She glanced at Klaus, but he was busy winking at a juror in the second row, a well-tanned elderly lady wearing a pink golf shirt.

“Jaime Sandoval appearing on behalf of the People of the State of California, Your Honor.” Jaime stood up at his table, voice steady, warm brown eyes sincere. “My designated investigating officer, who will be with me for the duration of this trial, is Detective Kelsey Banta of the City of Monterey Police Department.” Salas nodded in a friendly and approving fashion while Detective Banta also stood up for inspection, her hair highlighted golden by the overhead lights, like hair in sunshine. She beamed California health.

Then Klaus rose to his feet. Posture stern, voice forceful, he said, “Klaus Pohlmann, of Pohlmann, Cunningham, Turk, Your Honor. May I present my second chair, Miss Nina Fox Reilly.”

“I know Ms. Reilly.” Salas inclined his head slightly, formally, not hinting whether he bore any lasting grudges based on their previous skirmish in court. Nina stood, then sat down, tucking her skirt carefully around her knees. Stacked neatly in front of her were the contents of her case: the motion files; the trial briefs, including the one she had whipped out ten days before; her laptop with a fresh battery; research pages downloaded from Lexis, the online research service; and her other lucky pen, labeled “Washoe Tribe Welcomes You.”
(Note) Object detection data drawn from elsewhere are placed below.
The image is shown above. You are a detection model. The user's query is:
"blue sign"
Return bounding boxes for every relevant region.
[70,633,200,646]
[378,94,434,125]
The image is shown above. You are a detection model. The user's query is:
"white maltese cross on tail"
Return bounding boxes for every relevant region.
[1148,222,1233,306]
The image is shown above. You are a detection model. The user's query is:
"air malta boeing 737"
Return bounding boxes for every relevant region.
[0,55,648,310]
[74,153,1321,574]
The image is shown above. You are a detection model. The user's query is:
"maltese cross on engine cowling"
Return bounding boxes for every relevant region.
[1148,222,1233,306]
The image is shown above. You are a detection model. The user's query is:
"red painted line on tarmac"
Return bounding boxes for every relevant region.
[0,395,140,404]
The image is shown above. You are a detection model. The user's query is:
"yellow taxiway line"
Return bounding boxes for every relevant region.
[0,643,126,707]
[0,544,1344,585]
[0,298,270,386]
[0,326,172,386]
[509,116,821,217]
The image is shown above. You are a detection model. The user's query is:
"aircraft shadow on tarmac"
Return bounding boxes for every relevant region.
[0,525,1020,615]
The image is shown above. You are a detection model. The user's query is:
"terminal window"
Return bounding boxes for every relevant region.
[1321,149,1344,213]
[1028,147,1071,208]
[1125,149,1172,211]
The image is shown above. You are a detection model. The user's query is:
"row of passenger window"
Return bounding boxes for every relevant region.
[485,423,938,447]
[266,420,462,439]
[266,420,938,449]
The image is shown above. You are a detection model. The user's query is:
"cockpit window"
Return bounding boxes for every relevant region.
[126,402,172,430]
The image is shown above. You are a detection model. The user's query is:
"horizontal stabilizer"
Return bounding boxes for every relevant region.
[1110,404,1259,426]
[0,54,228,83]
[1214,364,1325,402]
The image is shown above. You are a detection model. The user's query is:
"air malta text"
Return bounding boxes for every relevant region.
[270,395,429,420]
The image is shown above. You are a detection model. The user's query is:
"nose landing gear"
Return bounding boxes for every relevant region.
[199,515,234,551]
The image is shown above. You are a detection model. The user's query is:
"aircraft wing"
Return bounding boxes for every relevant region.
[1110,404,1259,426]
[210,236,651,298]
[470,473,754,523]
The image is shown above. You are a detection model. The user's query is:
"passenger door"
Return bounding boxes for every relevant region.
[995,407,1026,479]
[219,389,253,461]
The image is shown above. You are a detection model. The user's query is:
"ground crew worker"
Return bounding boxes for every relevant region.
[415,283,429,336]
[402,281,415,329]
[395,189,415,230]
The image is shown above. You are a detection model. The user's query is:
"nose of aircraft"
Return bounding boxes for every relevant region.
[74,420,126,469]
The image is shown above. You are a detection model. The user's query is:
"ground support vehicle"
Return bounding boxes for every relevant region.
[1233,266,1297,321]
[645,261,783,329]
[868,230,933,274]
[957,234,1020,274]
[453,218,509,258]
From the corner of her eye she surveyed the jury of twelve and two alternates. Madeleine Frey, wearing a stiff expression and a black suit, seemed prepared for a funeral but determined in advance not to weep, not a good omen, but the rest of the eight-woman, four-man jury seemed to be in excellent spirits, leaning forward, eyes bright, eager to do their duty.

Their expressions would change, Nina knew, as the trial went on. A couple of the men would reveal their opinions of the proceedings by dozing, eyes open. Some of the women’s faces would turn fretful, then later on sour, and would ask, Are you people aware that nobody is doing my laundry? And then there would be one or two eerie metamorphoses as a man or woman flamed up, determined to convict or acquit. The job of the rest of the jurors would become to withstand this fiery certainty when the time came, and to vote on the facts.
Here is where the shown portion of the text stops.